If two objects' hash codes are not equal then they are treated as not equal (because we assume that the unerlying implementation is correct - i.e. we don't second-guess that). If they have the same hash code, then they should then be checked for actual equality which, in your case, the null
and the enum value will fail.
As a result - using zero is as good as any other value in the general case.
Sure, there will be situations, like your enum, where this zero is shared with a real value's hash code. The question is whether, for you, the miniscule overhead of an additional comparison causes problems.
If so, then define your own comparer for the case of the nullable for your particular type, and ensure that a null value always yields a hash code that is always the same (of course!) and a value that cannot be yielded by the underlying type's own hash code algorithm. For your own types, this is do-able. For others - good luck :)
It doesn't have to be zero -- you could make it 42 if you wanted to.
All that matters is consistency during the execution of the program.
It's just the most obvious representation, because null
is often represented as a zero internally. Which means, while debugging, if you see a hash code of zero, it might prompt you to think, "Hmm.. was this a null reference issue?"
Note that if you use a number like 0xDEADBEEF
, then someone could say you're using a magic number... and you kind of would be. (You could say zero is a magic number too, and you'd be kind of right... except that it's so widely used as to be somewhat of an exception to the rule.)
So long as the hash code returned for nulls is consistent for the type, you should be fine. The only requirement for a hash code is that two objects that are considered equal share the same hash code.

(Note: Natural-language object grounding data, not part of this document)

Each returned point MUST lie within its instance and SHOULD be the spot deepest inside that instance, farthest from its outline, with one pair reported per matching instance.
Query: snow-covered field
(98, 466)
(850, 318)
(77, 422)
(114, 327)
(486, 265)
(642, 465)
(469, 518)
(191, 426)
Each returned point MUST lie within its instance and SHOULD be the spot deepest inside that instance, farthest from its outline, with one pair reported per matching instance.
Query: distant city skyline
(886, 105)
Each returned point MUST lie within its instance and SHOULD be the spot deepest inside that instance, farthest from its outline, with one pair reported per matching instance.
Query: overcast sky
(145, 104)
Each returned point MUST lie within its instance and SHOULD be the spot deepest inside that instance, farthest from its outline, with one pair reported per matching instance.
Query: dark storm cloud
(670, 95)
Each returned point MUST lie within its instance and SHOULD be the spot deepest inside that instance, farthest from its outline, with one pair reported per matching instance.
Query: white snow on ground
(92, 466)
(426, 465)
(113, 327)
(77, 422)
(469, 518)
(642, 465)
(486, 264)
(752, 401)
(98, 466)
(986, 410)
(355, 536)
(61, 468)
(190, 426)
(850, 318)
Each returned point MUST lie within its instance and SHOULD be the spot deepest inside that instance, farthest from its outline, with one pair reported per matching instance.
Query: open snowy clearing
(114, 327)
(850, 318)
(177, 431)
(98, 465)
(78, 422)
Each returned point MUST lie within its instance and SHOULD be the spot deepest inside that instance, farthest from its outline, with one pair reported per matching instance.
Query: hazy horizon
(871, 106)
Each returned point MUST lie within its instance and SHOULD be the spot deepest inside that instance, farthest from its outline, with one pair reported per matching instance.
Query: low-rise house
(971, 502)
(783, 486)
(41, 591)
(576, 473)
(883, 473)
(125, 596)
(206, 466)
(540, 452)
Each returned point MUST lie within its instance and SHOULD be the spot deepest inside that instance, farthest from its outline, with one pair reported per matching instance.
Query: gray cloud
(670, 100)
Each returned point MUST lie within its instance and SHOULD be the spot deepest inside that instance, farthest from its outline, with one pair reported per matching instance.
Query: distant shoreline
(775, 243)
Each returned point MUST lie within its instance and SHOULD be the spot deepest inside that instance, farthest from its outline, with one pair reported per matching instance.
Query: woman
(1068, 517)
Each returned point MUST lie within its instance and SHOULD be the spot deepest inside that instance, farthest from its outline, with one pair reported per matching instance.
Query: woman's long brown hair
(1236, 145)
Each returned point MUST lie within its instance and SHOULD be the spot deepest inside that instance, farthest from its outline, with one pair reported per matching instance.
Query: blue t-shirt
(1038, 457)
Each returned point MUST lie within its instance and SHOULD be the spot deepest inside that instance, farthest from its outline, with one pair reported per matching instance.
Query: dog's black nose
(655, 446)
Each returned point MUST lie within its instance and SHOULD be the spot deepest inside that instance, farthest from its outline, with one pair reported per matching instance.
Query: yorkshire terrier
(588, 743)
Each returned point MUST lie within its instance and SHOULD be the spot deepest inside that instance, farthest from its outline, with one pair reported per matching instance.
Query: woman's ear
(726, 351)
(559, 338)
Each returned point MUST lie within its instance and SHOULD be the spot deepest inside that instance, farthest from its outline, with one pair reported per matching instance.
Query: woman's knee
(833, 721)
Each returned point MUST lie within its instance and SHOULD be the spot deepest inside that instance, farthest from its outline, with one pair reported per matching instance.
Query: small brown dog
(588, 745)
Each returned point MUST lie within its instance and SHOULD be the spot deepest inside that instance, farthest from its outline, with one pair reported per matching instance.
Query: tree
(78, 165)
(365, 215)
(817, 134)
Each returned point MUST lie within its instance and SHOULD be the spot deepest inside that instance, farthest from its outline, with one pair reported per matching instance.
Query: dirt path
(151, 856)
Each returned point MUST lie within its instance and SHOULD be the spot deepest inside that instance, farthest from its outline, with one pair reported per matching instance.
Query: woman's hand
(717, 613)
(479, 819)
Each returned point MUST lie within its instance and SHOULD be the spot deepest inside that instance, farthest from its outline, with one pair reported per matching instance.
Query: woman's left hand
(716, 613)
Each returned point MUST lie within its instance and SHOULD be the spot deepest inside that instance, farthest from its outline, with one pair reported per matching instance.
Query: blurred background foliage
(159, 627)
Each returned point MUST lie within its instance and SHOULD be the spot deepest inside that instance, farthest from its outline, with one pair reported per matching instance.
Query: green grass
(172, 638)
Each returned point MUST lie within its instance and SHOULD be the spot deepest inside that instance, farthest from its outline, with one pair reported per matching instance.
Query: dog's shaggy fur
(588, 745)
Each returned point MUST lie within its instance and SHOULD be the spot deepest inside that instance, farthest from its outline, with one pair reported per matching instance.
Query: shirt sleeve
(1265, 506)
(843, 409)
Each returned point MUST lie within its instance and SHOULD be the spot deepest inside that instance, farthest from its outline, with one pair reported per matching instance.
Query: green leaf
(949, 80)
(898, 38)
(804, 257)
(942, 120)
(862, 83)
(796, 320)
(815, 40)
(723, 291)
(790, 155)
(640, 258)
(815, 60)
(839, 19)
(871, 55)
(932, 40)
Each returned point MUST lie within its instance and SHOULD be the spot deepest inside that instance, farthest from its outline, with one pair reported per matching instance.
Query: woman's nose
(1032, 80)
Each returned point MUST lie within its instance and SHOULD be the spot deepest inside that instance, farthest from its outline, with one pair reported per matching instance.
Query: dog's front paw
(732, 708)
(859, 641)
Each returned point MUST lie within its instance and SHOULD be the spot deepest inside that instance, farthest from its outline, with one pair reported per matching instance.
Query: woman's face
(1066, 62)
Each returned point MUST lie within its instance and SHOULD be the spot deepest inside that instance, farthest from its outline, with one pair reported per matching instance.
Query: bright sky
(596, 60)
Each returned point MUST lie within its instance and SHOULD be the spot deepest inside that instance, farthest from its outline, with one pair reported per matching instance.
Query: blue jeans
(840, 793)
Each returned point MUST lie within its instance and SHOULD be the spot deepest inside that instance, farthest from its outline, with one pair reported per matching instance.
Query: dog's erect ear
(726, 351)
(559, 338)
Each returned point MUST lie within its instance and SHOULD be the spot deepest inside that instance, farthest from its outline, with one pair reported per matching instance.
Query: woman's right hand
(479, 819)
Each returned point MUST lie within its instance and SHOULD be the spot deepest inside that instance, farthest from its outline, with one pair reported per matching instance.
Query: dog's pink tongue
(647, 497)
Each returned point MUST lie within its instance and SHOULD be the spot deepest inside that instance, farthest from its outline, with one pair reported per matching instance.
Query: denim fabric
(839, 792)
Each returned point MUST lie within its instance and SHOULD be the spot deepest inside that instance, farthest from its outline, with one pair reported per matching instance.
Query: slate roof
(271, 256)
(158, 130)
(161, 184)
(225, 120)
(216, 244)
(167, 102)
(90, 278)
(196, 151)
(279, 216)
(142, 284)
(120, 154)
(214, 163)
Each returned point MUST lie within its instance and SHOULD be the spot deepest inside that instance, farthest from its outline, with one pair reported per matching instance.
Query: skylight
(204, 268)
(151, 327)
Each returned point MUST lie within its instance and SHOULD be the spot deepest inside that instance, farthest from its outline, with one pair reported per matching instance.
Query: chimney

Returning 0 or -1 for null, so long as you choose one and return it all the time, will work. Obviously, non-null hash codes should not return whatever value you use for null.
Similar questions:
GetHashCode on null fields?
What should GetHashCode return when object's identifier is null?
The "Remarks" of this MSDN entry goes into more detail around the hash code. Poignantly, the documentation does not provide any coverage or discussion of null values at all - not even in the community content.
To address your issue with the enum, either re-implement the hash code to return non-zero, add a default "unknown" enum entry equivalent to null, or simply don't use nullable enums.
Interesting find, by the way.
Another problem I see with this generally is that the hash code cannot represent a 4 byte or larger type that is nullable without at least one collision (more as the type size increases). For example, the hash code of an int is just the int, so it uses the full int range. What value in that range do you choose for null? Whatever one you pick will collide with the value's hash code itself.
Collisions in and of themselves are not necessarily a problem, but you need to know they are there. Hash codes are only used in some circumstances. As stated in the docs on MSDN, hash codes are not guaranteed to return different values for different objects so shouldn't be expected to.